Ich keuchte vor Staunen, und das hoerte sich in der Luft an wie ein defekter Reifen.

"Und sie waeren platt, wenn Sie wuessten, wie viele Fahrraeder es gibt, die halb menschlich, die halbe Menschen sind, die zur Haelfte dem Menschengeschlecht angehoeren."

"Sind Sie sich ganz sicher, was das Menschentum der Fahrraeder betrifft?" wollte ich von ihm wissen. "Ist die Atomtheorie so gefaehrlich, wie Sie sagen?"

"Sie ist zwei- bis dreimal so gefaehrlich, wie sie eigentlich sein duerfte", erwiderte er duester. "Frueh am Morgen habe ich manchmal den Eindruck, dass sie viermal so gefaehrlich ist, und, darueber hinaus, wenn Sie ein paar Tage hier blieben, und ihrer Beobachtung freien Lauf liessen, dann wuessten Sie, wie gewiss die Sicherheit der Gewissheit ist."
"Gilhaney sah gar nicht wie ein Fahrrad aus", sagte ich. "Er hatte kein Hinterrad, und ich glaube nicht, dass er ein Vorderrad besass, obwohl ich seiner Vorderseite nicht viel Beachtung geschenkt habe."

Der Sergeant sah mich mit einigem Mitgefuehl an.

"Sie koennen nicht erwarten, dass ihm eine Lenkstange aus dem Hals waechst, aber ich habe noch unbeschreiblichere Dinge gesehen.
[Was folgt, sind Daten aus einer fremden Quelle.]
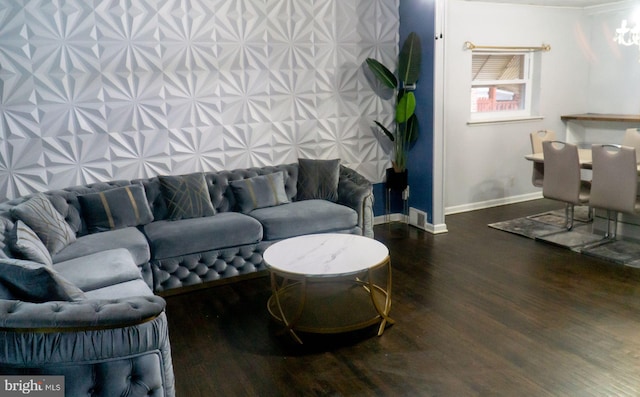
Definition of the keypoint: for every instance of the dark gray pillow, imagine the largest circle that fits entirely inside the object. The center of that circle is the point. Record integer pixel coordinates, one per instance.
(35, 282)
(259, 191)
(26, 244)
(41, 216)
(115, 208)
(318, 179)
(187, 196)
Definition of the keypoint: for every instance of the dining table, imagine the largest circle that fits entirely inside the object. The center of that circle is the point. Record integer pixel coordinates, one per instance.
(584, 158)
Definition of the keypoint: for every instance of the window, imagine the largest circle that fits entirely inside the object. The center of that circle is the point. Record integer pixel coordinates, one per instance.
(501, 86)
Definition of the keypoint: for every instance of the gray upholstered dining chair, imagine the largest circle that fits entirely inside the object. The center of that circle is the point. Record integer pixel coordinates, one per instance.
(562, 180)
(537, 137)
(614, 186)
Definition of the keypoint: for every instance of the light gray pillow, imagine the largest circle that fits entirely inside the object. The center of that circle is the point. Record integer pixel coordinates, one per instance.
(34, 282)
(115, 208)
(259, 191)
(26, 244)
(42, 217)
(318, 179)
(187, 196)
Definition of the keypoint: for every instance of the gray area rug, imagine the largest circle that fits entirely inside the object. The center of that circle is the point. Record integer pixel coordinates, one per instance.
(548, 227)
(538, 225)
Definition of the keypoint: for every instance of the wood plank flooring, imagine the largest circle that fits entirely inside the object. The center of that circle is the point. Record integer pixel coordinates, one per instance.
(479, 312)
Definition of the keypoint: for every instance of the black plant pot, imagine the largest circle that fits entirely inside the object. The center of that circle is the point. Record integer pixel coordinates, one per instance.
(397, 181)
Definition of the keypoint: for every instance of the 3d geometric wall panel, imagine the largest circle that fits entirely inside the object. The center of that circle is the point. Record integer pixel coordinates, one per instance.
(93, 90)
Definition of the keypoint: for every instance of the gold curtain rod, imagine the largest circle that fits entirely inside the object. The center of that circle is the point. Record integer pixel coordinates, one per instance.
(470, 46)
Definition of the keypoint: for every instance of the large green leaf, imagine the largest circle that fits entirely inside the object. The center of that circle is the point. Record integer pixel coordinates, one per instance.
(382, 73)
(384, 129)
(406, 106)
(410, 59)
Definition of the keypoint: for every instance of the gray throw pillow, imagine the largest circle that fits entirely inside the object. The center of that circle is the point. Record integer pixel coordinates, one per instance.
(26, 244)
(259, 191)
(318, 179)
(115, 208)
(187, 196)
(34, 282)
(41, 216)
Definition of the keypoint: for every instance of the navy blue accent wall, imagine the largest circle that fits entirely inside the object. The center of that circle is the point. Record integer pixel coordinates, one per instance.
(418, 16)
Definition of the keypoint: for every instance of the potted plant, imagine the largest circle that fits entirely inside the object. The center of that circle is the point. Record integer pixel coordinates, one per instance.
(404, 132)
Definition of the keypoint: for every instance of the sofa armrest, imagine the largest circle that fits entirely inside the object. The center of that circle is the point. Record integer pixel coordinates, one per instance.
(355, 191)
(57, 316)
(106, 347)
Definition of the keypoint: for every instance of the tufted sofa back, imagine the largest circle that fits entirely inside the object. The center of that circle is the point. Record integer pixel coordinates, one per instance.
(64, 200)
(219, 189)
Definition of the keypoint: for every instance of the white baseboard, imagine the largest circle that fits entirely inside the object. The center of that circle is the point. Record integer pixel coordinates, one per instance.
(492, 203)
(442, 228)
(433, 229)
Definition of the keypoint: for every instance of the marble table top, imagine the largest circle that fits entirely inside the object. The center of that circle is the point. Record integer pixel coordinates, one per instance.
(325, 255)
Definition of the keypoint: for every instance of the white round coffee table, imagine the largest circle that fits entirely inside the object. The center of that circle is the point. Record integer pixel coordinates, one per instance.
(329, 283)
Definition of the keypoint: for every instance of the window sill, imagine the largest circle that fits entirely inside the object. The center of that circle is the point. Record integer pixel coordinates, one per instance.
(505, 120)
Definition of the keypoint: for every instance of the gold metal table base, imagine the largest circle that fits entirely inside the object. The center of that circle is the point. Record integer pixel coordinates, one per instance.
(331, 304)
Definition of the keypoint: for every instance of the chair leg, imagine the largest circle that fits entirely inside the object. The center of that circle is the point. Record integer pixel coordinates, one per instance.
(568, 216)
(612, 234)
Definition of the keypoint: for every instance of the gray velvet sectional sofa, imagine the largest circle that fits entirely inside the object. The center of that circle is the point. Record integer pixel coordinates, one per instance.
(83, 269)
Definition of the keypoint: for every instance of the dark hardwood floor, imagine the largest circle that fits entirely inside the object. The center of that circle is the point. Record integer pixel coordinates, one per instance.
(479, 312)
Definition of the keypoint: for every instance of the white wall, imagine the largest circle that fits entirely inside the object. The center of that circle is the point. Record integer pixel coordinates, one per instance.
(614, 83)
(99, 90)
(484, 164)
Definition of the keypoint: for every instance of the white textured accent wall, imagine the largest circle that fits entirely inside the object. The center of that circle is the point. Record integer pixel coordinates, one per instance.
(94, 90)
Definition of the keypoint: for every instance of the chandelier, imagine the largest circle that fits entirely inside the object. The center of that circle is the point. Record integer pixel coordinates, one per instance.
(628, 35)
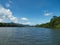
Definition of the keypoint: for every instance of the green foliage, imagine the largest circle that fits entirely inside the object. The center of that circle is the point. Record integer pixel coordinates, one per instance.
(58, 26)
(54, 23)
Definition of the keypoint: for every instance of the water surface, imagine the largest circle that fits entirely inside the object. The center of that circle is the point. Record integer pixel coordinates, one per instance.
(29, 36)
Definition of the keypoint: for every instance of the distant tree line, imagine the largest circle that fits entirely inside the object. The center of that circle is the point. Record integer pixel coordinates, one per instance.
(54, 23)
(11, 25)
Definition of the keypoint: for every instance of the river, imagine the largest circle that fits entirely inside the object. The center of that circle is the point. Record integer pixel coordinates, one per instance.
(29, 36)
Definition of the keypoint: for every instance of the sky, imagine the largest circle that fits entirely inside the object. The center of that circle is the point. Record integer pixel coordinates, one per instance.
(28, 11)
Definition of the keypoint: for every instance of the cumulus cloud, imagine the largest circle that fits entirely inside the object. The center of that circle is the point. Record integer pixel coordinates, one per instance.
(7, 14)
(26, 23)
(46, 13)
(26, 19)
(8, 4)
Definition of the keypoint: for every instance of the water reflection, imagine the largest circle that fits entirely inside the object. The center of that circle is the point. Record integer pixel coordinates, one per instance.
(29, 36)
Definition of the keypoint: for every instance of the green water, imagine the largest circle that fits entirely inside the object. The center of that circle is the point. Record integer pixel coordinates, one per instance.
(29, 36)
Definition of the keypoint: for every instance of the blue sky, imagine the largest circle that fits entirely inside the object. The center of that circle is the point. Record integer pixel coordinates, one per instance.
(36, 11)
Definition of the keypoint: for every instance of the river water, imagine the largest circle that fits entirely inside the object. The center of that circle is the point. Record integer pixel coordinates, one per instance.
(29, 36)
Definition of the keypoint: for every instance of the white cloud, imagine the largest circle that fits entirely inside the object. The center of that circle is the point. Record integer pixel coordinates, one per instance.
(26, 19)
(7, 14)
(8, 4)
(46, 13)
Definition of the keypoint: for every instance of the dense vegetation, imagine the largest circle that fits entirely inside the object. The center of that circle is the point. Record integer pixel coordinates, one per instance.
(12, 25)
(54, 23)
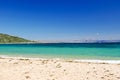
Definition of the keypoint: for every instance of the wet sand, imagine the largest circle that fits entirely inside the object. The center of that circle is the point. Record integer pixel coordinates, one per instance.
(53, 69)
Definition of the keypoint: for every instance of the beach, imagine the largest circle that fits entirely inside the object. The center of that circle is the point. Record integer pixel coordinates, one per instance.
(12, 68)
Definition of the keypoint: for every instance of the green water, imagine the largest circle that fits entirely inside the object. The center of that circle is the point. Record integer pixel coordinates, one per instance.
(63, 50)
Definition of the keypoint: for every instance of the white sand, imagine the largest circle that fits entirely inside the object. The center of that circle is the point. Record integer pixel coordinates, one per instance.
(40, 69)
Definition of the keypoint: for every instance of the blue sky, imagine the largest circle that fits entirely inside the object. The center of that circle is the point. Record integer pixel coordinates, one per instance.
(61, 19)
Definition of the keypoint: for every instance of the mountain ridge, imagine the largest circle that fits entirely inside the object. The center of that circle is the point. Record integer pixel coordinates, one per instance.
(6, 38)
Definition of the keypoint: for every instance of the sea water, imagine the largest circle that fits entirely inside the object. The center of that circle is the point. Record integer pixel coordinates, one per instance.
(103, 51)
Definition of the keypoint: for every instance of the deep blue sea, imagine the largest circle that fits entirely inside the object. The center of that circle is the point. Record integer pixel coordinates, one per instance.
(109, 51)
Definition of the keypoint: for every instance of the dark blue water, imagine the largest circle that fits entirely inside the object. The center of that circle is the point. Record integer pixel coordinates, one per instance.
(63, 50)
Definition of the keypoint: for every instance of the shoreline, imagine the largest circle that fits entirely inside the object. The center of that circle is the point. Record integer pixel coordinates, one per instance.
(60, 59)
(22, 68)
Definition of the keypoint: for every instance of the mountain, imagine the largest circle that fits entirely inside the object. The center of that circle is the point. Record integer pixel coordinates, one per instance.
(5, 38)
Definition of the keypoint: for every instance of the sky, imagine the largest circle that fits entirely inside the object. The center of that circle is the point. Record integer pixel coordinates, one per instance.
(61, 19)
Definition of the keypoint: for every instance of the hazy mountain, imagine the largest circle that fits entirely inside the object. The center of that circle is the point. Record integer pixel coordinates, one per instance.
(5, 38)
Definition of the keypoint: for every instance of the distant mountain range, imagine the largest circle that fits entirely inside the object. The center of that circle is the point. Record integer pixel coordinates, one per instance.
(5, 38)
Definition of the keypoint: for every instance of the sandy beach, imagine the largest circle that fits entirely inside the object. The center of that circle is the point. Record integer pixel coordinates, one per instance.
(44, 69)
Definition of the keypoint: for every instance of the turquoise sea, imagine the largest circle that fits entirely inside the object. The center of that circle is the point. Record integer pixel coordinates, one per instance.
(109, 51)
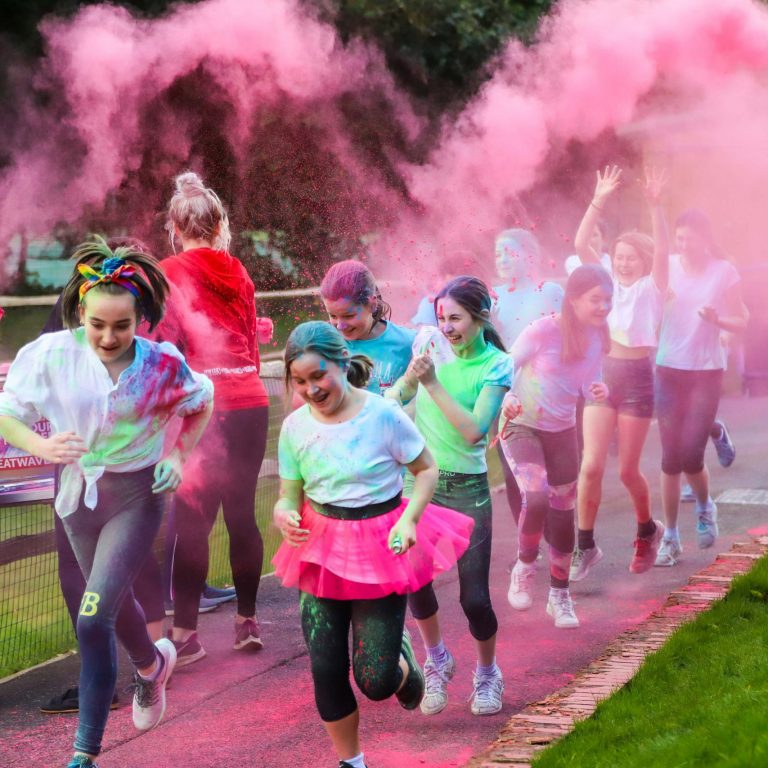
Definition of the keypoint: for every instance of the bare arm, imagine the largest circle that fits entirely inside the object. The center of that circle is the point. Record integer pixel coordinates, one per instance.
(607, 182)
Haben Sie bemerkt, wie seltsam sich die Fahrraeder in dieser Gegend benehmen?."

"Ich bin noch nicht lange in Ihrem Bezirk."

"Dann beobachten Sie die Fahrraeder, wenn Sie glauben, dass Ihnen permanente Verwunderung Vwergnuegen bereitet", sagte er. "Wenn ein Mann es erst mal soweit kommen laesst, dass er zur Haelfte oder mehr als zur Haelfte ein Fahrrad ist, sehen sie ueberhaupt nichts, weil er sich meistens mit einem Ellenbogen gegen Waende lehnt oder sich mit dem Fuss auf dem Kantstein abstuetzt.. Natuerlich gibt es noch anderes, das mit Damen und mit Damenfahrraedern zu tun hat, aber das werde ich Ihnen irgendwann separat erzaehlen. Immerhin ist das bemannte Fahrrad ein Phaenomen von grossem Zauber und grosser Intensitaet und ein sehr gefaehrlicher Artikel."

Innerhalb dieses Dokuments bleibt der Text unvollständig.